25/10/2003
CASSIANO ELEK
MACHADO
da Folha de S.Paulo
Existe um rio que nasce em Recife
para só abrir em delta lá no sudoeste da Espanha. Esse rio, de mais
cascalhos que águas caudalosas, se chama João Cabral de Melo Neto, e seu
curso sem sinuosidades, reto, toma hoje uma tela da 27ª Mostra de São Paulo.

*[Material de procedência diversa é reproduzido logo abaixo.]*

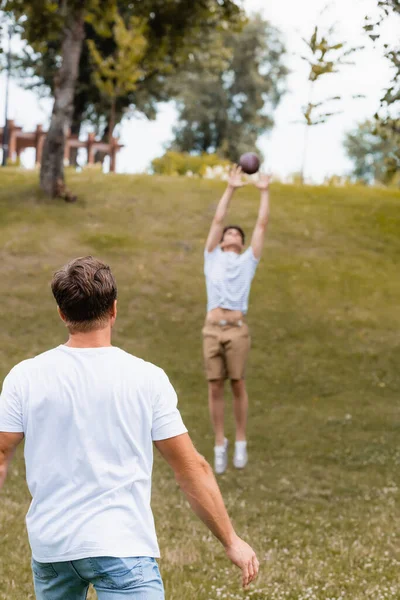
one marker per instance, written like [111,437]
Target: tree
[226,104]
[117,74]
[176,25]
[324,56]
[387,118]
[373,154]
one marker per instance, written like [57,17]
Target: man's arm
[196,479]
[217,225]
[257,240]
[8,444]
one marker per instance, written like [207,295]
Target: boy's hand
[235,178]
[263,182]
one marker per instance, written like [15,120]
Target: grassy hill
[320,498]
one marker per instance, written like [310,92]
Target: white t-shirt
[89,416]
[228,278]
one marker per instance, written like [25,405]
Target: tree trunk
[52,168]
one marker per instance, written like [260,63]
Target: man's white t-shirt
[228,278]
[89,416]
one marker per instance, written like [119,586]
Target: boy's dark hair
[85,291]
[239,229]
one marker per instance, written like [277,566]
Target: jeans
[135,578]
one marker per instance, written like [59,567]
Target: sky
[283,147]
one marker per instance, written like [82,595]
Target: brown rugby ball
[249,162]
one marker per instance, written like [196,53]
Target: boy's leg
[237,348]
[58,581]
[216,407]
[214,362]
[240,407]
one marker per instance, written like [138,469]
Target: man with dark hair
[89,413]
[226,340]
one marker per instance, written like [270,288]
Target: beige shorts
[225,350]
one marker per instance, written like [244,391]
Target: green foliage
[225,107]
[324,56]
[387,119]
[117,75]
[182,163]
[175,29]
[374,152]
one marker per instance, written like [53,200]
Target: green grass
[320,498]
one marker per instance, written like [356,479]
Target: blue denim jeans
[135,578]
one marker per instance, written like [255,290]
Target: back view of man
[90,413]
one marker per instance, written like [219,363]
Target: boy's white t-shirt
[89,416]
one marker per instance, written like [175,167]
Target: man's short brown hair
[85,291]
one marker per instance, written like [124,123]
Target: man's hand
[235,177]
[263,182]
[244,557]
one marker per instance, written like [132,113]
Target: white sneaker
[221,458]
[240,458]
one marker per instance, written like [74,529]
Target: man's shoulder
[141,364]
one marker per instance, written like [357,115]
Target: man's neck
[93,339]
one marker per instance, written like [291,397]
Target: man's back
[90,416]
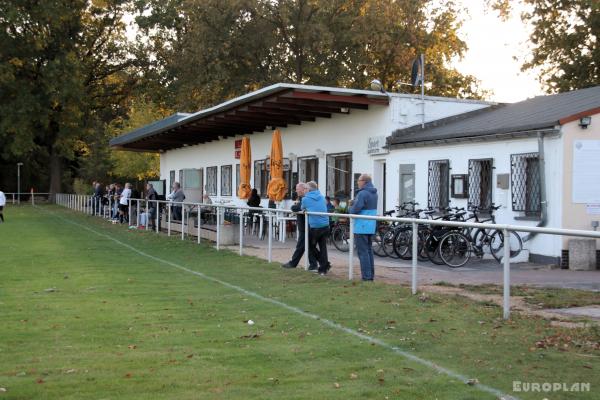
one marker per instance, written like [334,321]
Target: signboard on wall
[238,149]
[586,171]
[376,145]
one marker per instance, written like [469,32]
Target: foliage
[565,43]
[202,52]
[64,73]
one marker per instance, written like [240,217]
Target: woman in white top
[124,203]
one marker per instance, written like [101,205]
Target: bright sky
[493,45]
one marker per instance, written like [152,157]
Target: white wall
[340,133]
[500,151]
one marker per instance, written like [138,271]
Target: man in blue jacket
[365,203]
[314,201]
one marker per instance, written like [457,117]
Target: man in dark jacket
[318,224]
[301,189]
[152,198]
[365,203]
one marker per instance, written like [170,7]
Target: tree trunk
[55,174]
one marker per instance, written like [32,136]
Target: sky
[493,44]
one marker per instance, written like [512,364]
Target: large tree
[564,43]
[203,51]
[64,74]
[563,40]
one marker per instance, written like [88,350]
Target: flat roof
[522,118]
[277,105]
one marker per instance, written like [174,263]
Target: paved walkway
[475,272]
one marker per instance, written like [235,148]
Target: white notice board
[586,171]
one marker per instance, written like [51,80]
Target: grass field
[85,317]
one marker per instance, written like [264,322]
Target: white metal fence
[138,207]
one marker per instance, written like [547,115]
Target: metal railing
[87,205]
[15,198]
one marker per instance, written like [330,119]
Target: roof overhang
[477,138]
[278,105]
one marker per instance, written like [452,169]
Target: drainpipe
[543,199]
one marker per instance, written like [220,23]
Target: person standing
[301,189]
[318,224]
[124,203]
[152,197]
[365,203]
[2,204]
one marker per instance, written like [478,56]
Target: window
[192,179]
[226,180]
[261,177]
[525,183]
[438,183]
[407,183]
[308,169]
[339,175]
[237,178]
[480,183]
[211,181]
[171,180]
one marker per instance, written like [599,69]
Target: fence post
[415,255]
[218,228]
[306,247]
[506,261]
[241,212]
[270,247]
[182,221]
[351,250]
[198,222]
[168,219]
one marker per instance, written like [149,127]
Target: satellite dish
[417,72]
[377,85]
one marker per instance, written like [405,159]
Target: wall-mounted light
[584,122]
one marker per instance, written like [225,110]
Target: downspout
[543,200]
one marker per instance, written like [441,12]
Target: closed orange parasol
[277,187]
[245,169]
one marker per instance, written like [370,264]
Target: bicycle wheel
[454,249]
[340,238]
[378,244]
[403,244]
[388,242]
[496,244]
[431,249]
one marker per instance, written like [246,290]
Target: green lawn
[84,317]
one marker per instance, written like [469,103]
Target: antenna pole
[422,90]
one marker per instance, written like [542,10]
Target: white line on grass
[296,310]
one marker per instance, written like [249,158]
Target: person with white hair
[365,203]
[318,225]
[124,203]
[301,189]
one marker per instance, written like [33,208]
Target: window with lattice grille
[438,183]
[480,183]
[525,182]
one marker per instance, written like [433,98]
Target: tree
[205,51]
[565,43]
[64,73]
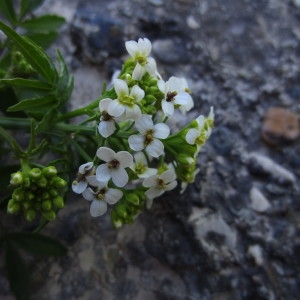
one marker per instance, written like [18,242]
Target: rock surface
[234,234]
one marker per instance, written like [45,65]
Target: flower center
[101,194]
[113,164]
[142,60]
[127,100]
[160,184]
[149,137]
[105,116]
[170,96]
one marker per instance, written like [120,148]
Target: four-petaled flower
[140,51]
[101,197]
[126,103]
[80,183]
[175,94]
[115,165]
[158,184]
[106,126]
[149,136]
[140,166]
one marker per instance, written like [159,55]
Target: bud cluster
[139,157]
[36,192]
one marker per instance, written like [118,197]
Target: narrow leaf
[35,55]
[38,244]
[28,83]
[28,6]
[35,104]
[7,11]
[43,23]
[17,272]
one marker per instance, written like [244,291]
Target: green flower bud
[58,202]
[35,173]
[16,178]
[133,199]
[30,215]
[49,171]
[46,205]
[26,205]
[49,215]
[13,207]
[42,182]
[121,210]
[18,194]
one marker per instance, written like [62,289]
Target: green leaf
[45,23]
[27,83]
[17,272]
[34,54]
[35,104]
[48,121]
[28,6]
[37,244]
[7,11]
[45,40]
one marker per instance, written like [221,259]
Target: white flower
[140,51]
[103,196]
[196,136]
[80,184]
[126,103]
[115,165]
[149,136]
[140,166]
[106,126]
[175,94]
[159,184]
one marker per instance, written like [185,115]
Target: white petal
[171,186]
[144,46]
[162,86]
[98,208]
[131,47]
[104,103]
[182,98]
[88,194]
[136,142]
[112,196]
[138,72]
[162,131]
[115,108]
[107,128]
[155,148]
[85,167]
[125,159]
[121,87]
[133,113]
[144,124]
[79,187]
[150,181]
[191,136]
[137,93]
[168,176]
[106,154]
[119,177]
[167,107]
[153,193]
[103,173]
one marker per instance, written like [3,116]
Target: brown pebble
[280,126]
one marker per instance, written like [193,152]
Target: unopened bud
[16,178]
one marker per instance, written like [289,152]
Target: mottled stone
[279,126]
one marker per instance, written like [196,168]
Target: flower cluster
[36,191]
[139,158]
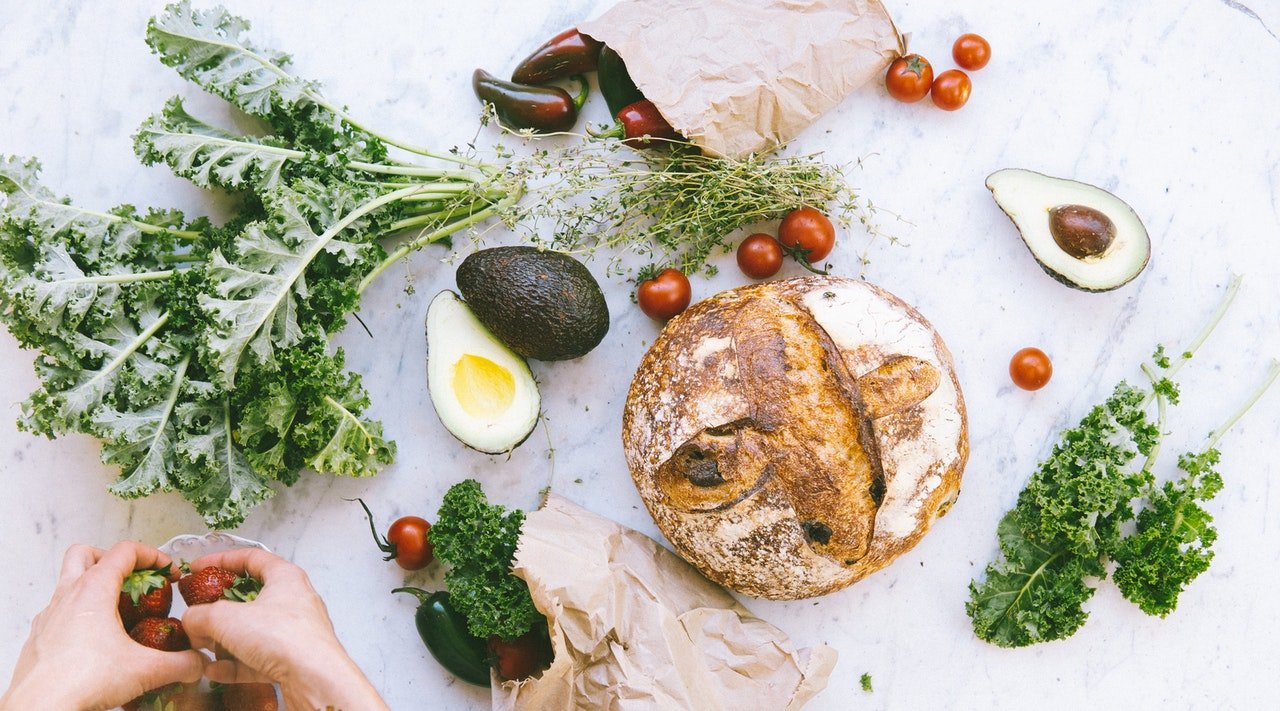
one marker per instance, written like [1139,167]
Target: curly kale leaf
[260,299]
[1174,537]
[1083,483]
[478,539]
[1036,595]
[1063,527]
[211,49]
[210,156]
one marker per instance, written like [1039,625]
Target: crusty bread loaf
[792,437]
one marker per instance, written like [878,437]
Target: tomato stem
[383,543]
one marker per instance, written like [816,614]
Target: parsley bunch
[1091,502]
[478,539]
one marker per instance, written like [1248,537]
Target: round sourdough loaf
[792,437]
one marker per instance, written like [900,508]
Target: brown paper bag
[744,76]
[635,627]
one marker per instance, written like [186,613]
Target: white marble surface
[1174,105]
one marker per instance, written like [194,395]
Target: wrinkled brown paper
[744,76]
[635,627]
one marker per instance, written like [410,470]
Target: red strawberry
[208,586]
[145,593]
[160,633]
[248,697]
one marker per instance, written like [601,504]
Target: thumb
[231,671]
[206,625]
[168,668]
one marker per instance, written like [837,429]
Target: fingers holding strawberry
[213,583]
[145,593]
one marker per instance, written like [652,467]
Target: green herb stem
[1257,393]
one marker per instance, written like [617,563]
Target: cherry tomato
[408,536]
[1031,369]
[407,541]
[810,229]
[521,657]
[759,256]
[664,295]
[951,90]
[970,51]
[909,78]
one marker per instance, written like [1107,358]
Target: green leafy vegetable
[478,541]
[1074,516]
[199,354]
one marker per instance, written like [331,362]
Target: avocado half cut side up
[483,392]
[1080,235]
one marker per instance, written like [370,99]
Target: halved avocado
[483,392]
[1080,235]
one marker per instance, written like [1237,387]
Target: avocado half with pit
[542,304]
[483,392]
[1080,235]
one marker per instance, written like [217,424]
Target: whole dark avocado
[543,305]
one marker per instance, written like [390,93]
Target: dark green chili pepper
[560,58]
[616,83]
[444,632]
[547,109]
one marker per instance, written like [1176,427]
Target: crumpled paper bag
[744,76]
[635,627]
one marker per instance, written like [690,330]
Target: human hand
[78,655]
[283,636]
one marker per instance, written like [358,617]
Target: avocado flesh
[543,305]
[483,392]
[1029,199]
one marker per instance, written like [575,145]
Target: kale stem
[410,147]
[437,236]
[1257,393]
[1161,419]
[415,171]
[1232,288]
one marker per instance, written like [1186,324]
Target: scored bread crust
[792,437]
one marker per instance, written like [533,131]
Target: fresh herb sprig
[1078,513]
[672,206]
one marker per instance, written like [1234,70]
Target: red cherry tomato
[407,541]
[951,90]
[909,78]
[521,657]
[1031,369]
[810,231]
[759,256]
[410,537]
[664,295]
[970,51]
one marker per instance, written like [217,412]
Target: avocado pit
[1080,231]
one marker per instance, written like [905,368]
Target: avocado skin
[543,305]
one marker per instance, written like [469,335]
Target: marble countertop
[1173,105]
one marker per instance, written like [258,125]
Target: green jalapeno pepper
[547,109]
[444,632]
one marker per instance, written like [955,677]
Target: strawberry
[215,583]
[160,633]
[145,593]
[248,697]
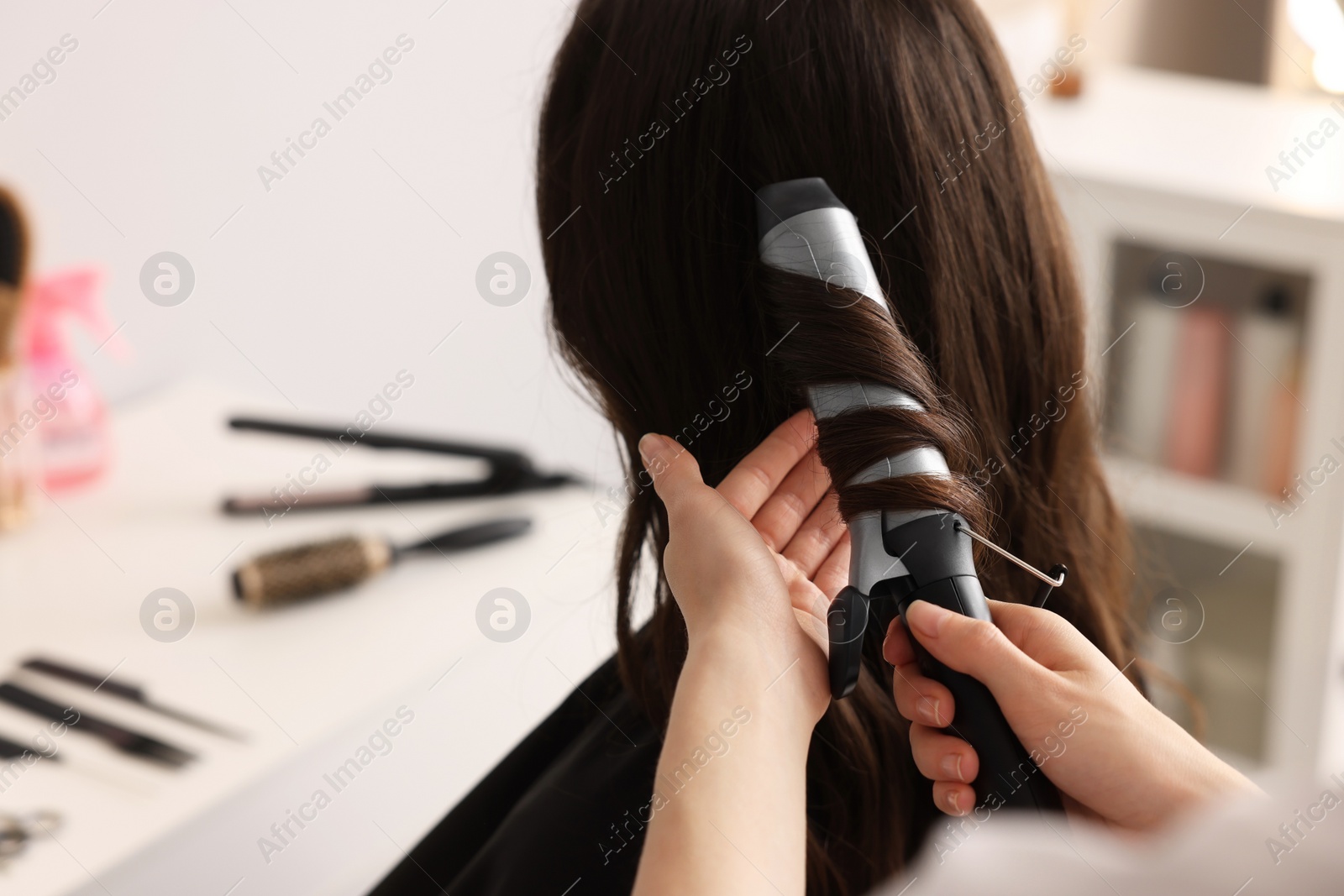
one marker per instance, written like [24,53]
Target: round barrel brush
[323,567]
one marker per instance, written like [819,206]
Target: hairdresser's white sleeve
[1290,844]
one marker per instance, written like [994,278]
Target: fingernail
[651,448]
[927,618]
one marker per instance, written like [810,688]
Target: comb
[124,739]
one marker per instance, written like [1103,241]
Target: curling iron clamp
[900,555]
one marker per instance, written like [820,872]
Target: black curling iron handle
[1007,774]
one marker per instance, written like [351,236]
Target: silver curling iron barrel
[900,555]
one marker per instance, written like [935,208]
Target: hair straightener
[900,555]
[510,472]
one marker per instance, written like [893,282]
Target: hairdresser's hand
[754,563]
[1092,732]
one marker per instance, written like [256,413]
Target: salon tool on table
[18,831]
[124,739]
[311,570]
[510,472]
[123,691]
[900,555]
[13,750]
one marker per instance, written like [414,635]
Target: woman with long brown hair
[660,121]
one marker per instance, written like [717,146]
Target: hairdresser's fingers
[790,508]
[1046,637]
[819,533]
[953,799]
[922,700]
[761,472]
[833,573]
[979,649]
[804,594]
[941,757]
[676,476]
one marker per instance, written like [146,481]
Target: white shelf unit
[1179,163]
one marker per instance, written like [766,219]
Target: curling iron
[900,555]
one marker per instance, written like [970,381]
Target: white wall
[340,275]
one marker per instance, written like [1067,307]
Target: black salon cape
[559,815]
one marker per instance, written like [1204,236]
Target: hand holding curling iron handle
[942,573]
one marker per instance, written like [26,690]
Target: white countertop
[309,684]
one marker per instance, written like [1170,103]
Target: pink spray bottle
[76,441]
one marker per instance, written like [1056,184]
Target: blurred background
[201,248]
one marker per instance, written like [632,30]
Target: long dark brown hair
[662,118]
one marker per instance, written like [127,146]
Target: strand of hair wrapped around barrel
[835,335]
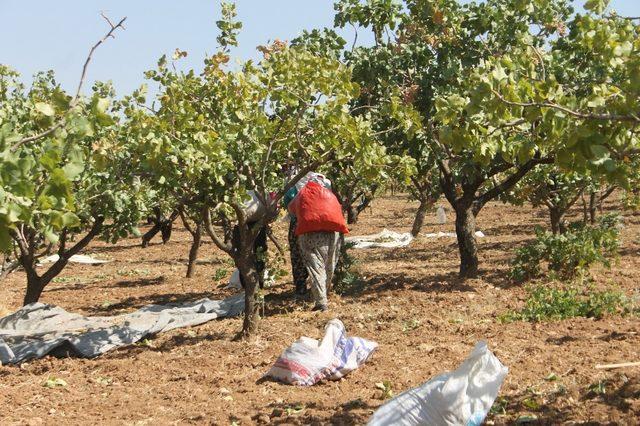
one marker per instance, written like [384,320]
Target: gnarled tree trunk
[193,252]
[467,246]
[556,216]
[418,221]
[247,266]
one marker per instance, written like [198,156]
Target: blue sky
[39,35]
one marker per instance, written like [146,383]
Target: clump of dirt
[409,300]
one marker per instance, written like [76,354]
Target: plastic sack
[461,397]
[313,177]
[317,210]
[441,216]
[235,284]
[308,361]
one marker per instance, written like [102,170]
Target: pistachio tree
[63,181]
[224,132]
[581,89]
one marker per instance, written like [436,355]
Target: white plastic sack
[308,361]
[441,216]
[313,177]
[461,397]
[234,281]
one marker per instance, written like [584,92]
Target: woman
[319,225]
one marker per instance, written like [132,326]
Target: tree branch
[214,237]
[74,100]
[481,200]
[64,256]
[603,117]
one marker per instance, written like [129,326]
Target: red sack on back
[317,210]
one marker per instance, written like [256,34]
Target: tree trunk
[418,221]
[35,286]
[193,252]
[160,224]
[556,215]
[352,215]
[249,274]
[593,208]
[465,230]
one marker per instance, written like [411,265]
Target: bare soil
[425,320]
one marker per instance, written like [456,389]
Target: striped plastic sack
[308,361]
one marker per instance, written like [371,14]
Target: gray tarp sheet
[37,329]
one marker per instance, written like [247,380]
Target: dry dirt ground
[425,320]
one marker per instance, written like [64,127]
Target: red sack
[317,210]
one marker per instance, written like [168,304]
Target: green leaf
[70,220]
[599,151]
[596,6]
[45,109]
[5,240]
[50,235]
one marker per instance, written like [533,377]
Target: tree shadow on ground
[404,253]
[355,412]
[131,303]
[115,248]
[382,283]
[506,230]
[282,303]
[615,392]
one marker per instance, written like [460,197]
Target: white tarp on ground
[478,234]
[385,239]
[391,239]
[37,329]
[460,397]
[76,258]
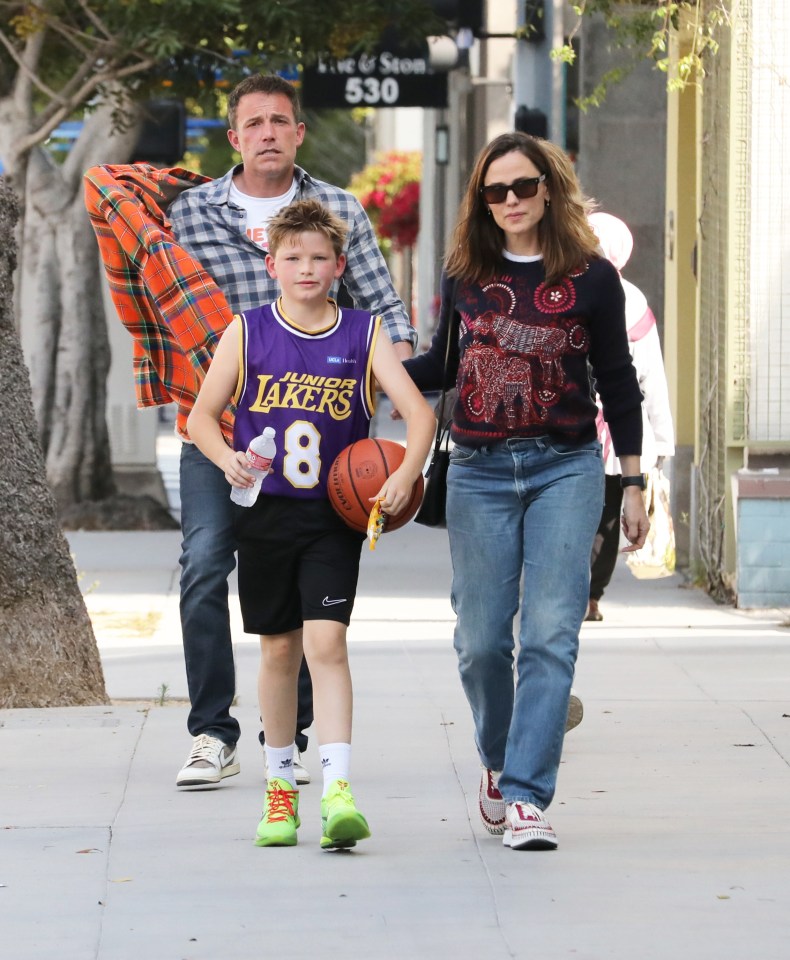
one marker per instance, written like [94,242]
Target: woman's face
[518,218]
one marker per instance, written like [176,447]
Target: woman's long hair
[566,239]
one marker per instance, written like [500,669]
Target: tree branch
[79,97]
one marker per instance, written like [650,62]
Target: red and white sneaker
[526,828]
[491,804]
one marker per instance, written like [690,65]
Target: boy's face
[306,267]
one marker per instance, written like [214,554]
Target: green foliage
[645,28]
[65,53]
[389,190]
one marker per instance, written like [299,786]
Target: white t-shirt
[259,211]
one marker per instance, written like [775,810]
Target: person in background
[533,302]
[291,541]
[658,434]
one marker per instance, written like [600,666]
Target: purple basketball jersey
[315,389]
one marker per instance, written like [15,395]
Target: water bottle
[260,454]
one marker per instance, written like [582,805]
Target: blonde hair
[567,240]
[306,216]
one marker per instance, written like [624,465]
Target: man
[221,224]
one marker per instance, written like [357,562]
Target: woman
[658,434]
[533,304]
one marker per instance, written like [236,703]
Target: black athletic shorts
[297,561]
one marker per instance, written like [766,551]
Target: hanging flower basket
[389,190]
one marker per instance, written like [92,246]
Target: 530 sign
[381,80]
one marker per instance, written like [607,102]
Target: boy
[306,368]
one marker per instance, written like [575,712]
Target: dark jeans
[607,539]
[207,559]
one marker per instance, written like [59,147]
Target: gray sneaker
[210,761]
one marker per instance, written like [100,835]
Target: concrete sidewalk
[671,812]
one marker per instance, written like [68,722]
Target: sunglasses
[524,188]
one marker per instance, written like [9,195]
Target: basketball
[358,473]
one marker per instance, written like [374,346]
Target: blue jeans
[207,559]
[521,517]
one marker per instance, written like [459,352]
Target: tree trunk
[62,320]
[48,654]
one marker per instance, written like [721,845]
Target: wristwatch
[636,481]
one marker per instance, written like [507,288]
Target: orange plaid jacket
[167,301]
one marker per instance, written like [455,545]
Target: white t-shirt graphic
[259,211]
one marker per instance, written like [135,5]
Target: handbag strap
[449,307]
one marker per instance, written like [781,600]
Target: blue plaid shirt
[211,229]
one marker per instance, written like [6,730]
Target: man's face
[267,135]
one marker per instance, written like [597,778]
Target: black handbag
[433,509]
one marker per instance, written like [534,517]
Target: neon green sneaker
[280,815]
[341,823]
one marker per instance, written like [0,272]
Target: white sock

"Recife/Sevilha", documentário sobre
o poeta pernambucano de "O Cão sem Plumas", faz a navegação entre o
Capibaribe pernambucano e o Bétis, que corta a cidade andaluza, sem
solavancos.
O porto de chegada, Sevilha, é o
ponto de partida do filme dirigido por Bebeto Abrantes, produtor do
antológico "Três Antonios e Um Jobim" --com os "antonios" Callado, Houaiss,
Candido e Jobim.
Sevilha não foi pouco para João
Cabral (1920-99), diplomata em dez cidades mundo afora. Seu poema
"Auto-Crítica" dá a medida: "Só duas coisas conseguiram/ (des)feri-lo até a
poesia:/o Pernambuco de onde veio/ e o aonde foi, a Andaluzia./Um, o vacinou
do falar rico/e deu-lhe a outra fêmea e viva,/desafio demente: em verso/ dar
a ver Sertão e Sevilha".
Foram dois períodos breves na terra
do flamenco, de 1956 a 1958 e de 1962 a 1964, mas bastaram para que lá
Cabral tivesse um de seus mais férteis periodos criativos.
O documentário de 52 minutos recupera
as lembranças desse momento de forma privilegiada. É o próprio Cabral quem
narra, em parte do filme, os bares que gostava de frequentar, seu amor pelas
andanças pela cidade, sua relação de amor com o flamenco. "Tenho tendência
para a sonolência. A música me faz dormir. O flamenco me faz acordar",
lembra o poeta, em depoimento colhido semanas antes de sua morte.
Depoimentos de muitos outros, de
Inês, filha do escritor, de seus tradutores, de um toureiro, do mais
importante pintor espanhol vivo, Antoni Tàpies, vão costurando
"Recife/Sevilha", acompanhando imagens mais espanholas que pernambucanas.
O excesso de "castanholas" da
produção é, por sinal, dos seus poucos pontos baixos. A bailarina de
sevilhana, o cantor de "palo seco" (flamenco sem guitarra), as imagens de
bares de tapas transbordam, passando por vezes do caráter de geografia
sentimental para o de guia turístico.
Mas os goles a mais de "jerez" não
comprometem. Logo vem o poeta dizer que "a medida da vida não é a morte, é a
vida" --e aí as imagens cheias de vida da Andaluzia até voltam a ganhar
prumo.
Mas não serão essas as cenas
prediletas dos "cabralzófilos". Pontuando "Recife/Sevilha" estão imagens
inéditas de super-8 com o escritor em cenas cotidianas: se divertindo em um
balanço, brincando com um arco-e-flecha, saindo de uma caverna.
E no meio dessas "expedições" há
ainda outras histórias saborosas, nem espanholas, nem pernambucanas. O
escritor relembra, por exemplo, um encontro que teve com Vinicius de Moraes
na Suíça, nos anos 60. O "poetinha" estava declamando seus versos líricos
quando Cabral lhe dá uma espetada, com voz marota (o filme tem o áudio
disso): "Sem ser de amor você não sabe fazer, né?".
João Cabral, já velho, reafirma:
"Temos de escrever sobre copo de água, não emoção ou saudade".